Dairy processors are being called on to pay “a meaningful price” for May milk supplies in order to guarantee supplies later in the year.

The Irish Farmers’ Association (IFA) said this morning (Wednesday, June 8) that there was a danger of supply falling in the second half of the year due to the very high cost of production for farmers.

The association cited data from the Central Statistics Office (CSO) which shows that milk supply for the first four months of the year was lower than the same period for 2021, despite a significantly higher milk price.

“This reflects the massively higher cost of production on dairy farms,” said IFA dairy chairperson Stephen Arthur.

Arthur noted that “all milk indices” – including the Global Dairy Trade (GDT) index and the Ornua Purchase Price Index (PPI) – are trending higher.

This, he argued, is “indicating price increases into the medium term, mainly due to sluggish supply worldwide”.
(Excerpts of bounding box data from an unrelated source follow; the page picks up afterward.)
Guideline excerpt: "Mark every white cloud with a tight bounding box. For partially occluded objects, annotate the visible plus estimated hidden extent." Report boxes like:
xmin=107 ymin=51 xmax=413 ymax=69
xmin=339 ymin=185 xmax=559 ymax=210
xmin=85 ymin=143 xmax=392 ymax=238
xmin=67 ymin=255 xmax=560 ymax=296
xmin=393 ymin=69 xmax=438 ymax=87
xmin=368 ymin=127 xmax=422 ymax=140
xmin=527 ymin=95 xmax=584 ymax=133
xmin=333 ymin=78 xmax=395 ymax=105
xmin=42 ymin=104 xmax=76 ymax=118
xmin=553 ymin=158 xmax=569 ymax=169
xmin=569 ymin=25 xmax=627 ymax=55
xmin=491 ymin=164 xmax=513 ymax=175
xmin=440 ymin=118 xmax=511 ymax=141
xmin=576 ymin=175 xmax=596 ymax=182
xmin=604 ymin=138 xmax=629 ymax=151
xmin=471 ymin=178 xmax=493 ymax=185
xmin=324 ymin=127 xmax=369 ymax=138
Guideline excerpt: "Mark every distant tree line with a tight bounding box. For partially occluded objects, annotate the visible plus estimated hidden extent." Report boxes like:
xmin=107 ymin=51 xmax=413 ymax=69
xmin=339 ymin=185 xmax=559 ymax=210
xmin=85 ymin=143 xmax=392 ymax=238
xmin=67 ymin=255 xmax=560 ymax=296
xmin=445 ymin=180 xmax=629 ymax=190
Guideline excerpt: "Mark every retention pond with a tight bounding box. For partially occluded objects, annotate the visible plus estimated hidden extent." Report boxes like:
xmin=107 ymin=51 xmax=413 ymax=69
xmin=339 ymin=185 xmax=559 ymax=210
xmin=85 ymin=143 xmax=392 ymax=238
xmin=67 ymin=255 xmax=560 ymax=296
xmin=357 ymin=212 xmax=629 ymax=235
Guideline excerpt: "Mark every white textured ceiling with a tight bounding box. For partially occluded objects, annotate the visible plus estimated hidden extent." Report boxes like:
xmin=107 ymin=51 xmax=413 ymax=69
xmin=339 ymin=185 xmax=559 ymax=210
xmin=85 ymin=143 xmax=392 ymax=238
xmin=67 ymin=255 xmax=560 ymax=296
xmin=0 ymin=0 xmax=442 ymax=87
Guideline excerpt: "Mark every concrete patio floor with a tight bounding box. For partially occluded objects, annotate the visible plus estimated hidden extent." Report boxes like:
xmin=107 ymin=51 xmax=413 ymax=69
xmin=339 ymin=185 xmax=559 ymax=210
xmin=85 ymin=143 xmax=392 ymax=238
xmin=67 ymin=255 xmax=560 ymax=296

“Now is the time for Irish processors to give confidence to dairy farmers at a time of ever-increasing costs, by setting a milk price for May that reflects the market,” Arthur commented.

“When processor board members meet, they must consider the ongoing issues with farmers who are tied to fixed milk price contracts which are currently at a level substantially below the cost of production.”

The IFA dairy chair acknowledged that processors have taken steps to address this, but argued that more should be done, particularly as some of those initiatives require farmers to commit milk for further years “at what appears to be low prices when compared with current market returns”.